National guidelines for the management of CAP (which includes CABP) from the American Thoracic Society (ATS) and Infectious Diseases Society of America (IDSA) suggest criteria to define when a hospitalized patient with CAP has reached clinical stability [7, 8]. Clinical stability is a marker of a clinical response to therapy and is considered an early clinical outcome, while the time to complete symptom resolution and radiographic improvement are considered as late outcomes. The ATS and IDSA guidelines, which were published in 2001 and 2007, suggested 2 sets of criteria to define clinical stability in hospitalized patients with CAP [7, 8]. The definition of clinical stability in the 2001 guidelines was based on patient symptoms, such as cough and shortness of breath, along with signs of systemic response, such as fever and elevated white blood cell count [8]. These criteria were initially reported by Ramirez et al in 1995 [9]. The definition of clinical stability in the 2007 guidelines was based on a decrease under fixed thresholds of vital parameters, including temperature, heart rate, respiratory rate, blood pressure, mental status, and oxygenation [7]. These criteria were first reported by Halm et al in 1998 [10]. A study comparing the 2 sets of criteria concluded that both are equivalent and can be used to identify early clinical stability in hospitalized patients with CAP [11]. The achievement of clinical stability is, then, an opportunity to consider a switch to oral therapy and hospital discharge in patients initially hospitalized and treated with intravenous (IV) antibiotics.
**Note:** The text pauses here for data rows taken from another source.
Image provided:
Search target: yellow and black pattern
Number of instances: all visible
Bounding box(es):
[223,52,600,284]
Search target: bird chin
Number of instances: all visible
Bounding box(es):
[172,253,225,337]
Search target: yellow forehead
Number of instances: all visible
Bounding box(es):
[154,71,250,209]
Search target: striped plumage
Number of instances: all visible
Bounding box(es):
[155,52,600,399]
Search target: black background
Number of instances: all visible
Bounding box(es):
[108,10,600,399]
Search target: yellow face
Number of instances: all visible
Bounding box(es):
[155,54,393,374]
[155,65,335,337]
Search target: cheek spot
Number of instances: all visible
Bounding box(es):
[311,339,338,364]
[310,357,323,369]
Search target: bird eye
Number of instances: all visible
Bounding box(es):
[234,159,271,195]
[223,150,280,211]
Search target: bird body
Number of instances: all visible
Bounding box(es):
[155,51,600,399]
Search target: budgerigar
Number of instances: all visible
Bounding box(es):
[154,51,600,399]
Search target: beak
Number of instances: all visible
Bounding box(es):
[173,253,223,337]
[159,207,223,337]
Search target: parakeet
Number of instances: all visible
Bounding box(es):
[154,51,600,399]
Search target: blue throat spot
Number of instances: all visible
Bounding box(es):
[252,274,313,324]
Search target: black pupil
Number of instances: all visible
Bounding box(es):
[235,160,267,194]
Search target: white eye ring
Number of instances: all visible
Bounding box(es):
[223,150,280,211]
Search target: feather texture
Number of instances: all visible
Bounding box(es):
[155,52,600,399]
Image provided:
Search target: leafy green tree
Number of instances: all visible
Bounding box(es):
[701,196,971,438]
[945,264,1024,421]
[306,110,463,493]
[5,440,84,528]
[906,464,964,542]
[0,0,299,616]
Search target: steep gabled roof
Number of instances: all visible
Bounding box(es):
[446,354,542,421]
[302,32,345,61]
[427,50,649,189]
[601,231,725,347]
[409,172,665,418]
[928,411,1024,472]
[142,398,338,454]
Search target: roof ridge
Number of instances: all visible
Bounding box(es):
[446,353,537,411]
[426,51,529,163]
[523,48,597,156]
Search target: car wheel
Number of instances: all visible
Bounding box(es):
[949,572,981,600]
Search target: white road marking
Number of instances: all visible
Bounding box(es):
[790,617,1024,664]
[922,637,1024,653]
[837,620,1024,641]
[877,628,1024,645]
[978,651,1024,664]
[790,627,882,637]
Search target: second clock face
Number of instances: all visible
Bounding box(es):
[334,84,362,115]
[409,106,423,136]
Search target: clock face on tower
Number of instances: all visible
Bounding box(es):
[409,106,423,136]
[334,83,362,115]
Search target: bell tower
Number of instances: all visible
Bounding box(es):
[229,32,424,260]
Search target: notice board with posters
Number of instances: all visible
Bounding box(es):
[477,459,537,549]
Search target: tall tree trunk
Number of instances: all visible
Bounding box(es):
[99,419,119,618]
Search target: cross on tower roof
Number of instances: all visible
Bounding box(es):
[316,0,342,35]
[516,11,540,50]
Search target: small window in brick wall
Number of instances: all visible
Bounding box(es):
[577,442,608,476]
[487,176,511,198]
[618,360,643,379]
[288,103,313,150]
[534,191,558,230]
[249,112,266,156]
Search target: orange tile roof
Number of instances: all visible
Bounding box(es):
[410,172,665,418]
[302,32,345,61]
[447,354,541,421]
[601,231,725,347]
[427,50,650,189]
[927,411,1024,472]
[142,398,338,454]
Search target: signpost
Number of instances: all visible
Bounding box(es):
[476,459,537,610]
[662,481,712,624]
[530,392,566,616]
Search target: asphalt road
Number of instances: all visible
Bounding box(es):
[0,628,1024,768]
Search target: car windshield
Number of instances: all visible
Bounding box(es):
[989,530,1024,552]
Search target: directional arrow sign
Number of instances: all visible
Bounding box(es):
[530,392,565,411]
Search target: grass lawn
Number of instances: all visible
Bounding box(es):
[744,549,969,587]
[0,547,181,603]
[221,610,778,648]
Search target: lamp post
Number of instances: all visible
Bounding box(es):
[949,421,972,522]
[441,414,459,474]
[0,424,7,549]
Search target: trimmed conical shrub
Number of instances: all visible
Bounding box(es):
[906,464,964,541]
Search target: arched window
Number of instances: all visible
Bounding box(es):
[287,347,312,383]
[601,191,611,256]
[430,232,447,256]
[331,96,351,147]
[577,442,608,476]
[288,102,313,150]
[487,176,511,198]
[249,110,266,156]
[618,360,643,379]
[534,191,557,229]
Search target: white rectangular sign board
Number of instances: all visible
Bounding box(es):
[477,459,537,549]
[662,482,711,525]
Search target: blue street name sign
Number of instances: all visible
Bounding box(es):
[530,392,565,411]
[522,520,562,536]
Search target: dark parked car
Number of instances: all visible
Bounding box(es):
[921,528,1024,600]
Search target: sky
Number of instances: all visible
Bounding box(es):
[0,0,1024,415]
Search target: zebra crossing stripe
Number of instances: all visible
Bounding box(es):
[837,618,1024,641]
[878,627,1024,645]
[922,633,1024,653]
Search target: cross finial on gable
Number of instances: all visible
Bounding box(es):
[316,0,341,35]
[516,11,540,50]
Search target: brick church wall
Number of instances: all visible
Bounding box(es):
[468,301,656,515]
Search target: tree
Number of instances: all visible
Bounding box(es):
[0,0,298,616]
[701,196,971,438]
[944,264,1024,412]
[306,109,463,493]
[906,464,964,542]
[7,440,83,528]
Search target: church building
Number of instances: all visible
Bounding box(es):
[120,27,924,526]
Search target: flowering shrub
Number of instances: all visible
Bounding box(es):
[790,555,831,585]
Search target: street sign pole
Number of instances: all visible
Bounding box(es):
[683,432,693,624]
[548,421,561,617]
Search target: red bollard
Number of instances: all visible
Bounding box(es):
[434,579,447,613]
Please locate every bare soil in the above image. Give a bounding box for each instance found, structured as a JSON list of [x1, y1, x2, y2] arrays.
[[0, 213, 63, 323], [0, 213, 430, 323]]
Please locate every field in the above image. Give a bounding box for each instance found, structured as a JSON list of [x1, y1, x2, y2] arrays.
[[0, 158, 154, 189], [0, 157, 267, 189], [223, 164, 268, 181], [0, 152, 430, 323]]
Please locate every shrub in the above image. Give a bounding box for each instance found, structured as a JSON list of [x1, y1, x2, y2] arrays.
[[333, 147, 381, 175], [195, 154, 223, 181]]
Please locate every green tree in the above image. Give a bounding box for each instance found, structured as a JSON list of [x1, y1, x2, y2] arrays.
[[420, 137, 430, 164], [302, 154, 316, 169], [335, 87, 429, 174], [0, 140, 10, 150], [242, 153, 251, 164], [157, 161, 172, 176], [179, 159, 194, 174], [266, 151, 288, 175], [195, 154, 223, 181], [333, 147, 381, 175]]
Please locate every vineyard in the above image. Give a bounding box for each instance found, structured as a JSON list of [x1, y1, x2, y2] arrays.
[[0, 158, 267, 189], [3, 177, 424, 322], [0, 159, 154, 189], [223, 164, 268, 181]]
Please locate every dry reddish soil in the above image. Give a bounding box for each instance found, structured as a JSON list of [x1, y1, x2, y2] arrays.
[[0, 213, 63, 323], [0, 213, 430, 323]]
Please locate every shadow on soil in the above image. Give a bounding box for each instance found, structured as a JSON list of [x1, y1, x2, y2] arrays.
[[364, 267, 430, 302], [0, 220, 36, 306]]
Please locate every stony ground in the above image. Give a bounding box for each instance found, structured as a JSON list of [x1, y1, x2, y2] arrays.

To date, there has been no evaluation of how ECR performs relative to clinical stability and later assessments of clinical success in patients with CABP. We used the omadacycline OPTIC study to describe the performance of the ECR endpoint and clinical stability criteria relative to a posttreatment evaluation (PTE) of clinical success.
METHODS
OPTIC was a global, phase III, double-blind, double-dummy, randomized, noninferiority CABP study (Figure 1). It compared 7–14 days of omadacycline at 100 mg IV every 24 hours (q24h; initial 2 doses were every 12 hours [q12h]), including an option to transition to 300 mg orally q24h after 3 days of treatment, or moxifloxacin at 400 mg IV q24h, including an option to transition to 400 mg orally q24h after 3 days of treatment. Adults aged ≥18 years of age with ≥3 protocol-specified CABP symptoms (cough, production of purulent sputum, dyspnea, pleuritic chest pain); abnormal vital signs; laboratory abnormalities associated with CABP; disease categorized as being Pneumonia Outcomes Research Team (PORT) risk class II, III, or IV at screening; and radiographically confirmed pneumonia were enrolled. Full entry criteria for this study and an overview of causative pathogens have been published previously [5].
Figure 1.
OPTIC study design. Abbreviations: CABP, community-acquired bacterial pneumonia; IV, intravenous; OPTIC, Omadacycline for Pneumonia Treatment In the Community.
The ECR primary efficacy endpoint was programmatically defined as symptom improvement at 72–120 hours after the first dose of study drug, no use of rescue antibiotics, and patient survival. CABP symptoms were characterized using a 4-point scale (absent, mild, moderate, or severe) by the investigator. Symptom improvement was defined as ≥1 level improvement (eg, severe to moderate) in ≥2 CABP symptoms, with no worsening by ≥1 level in other CABP symptoms.
Investigator assessment of clinical response was determined at the PTE (5–10 days after the last dose of study drug). Clinical success at PTE was defined as survival with resolution or improvement in signs and symptoms of infection and with no need for further antibacterial therapy.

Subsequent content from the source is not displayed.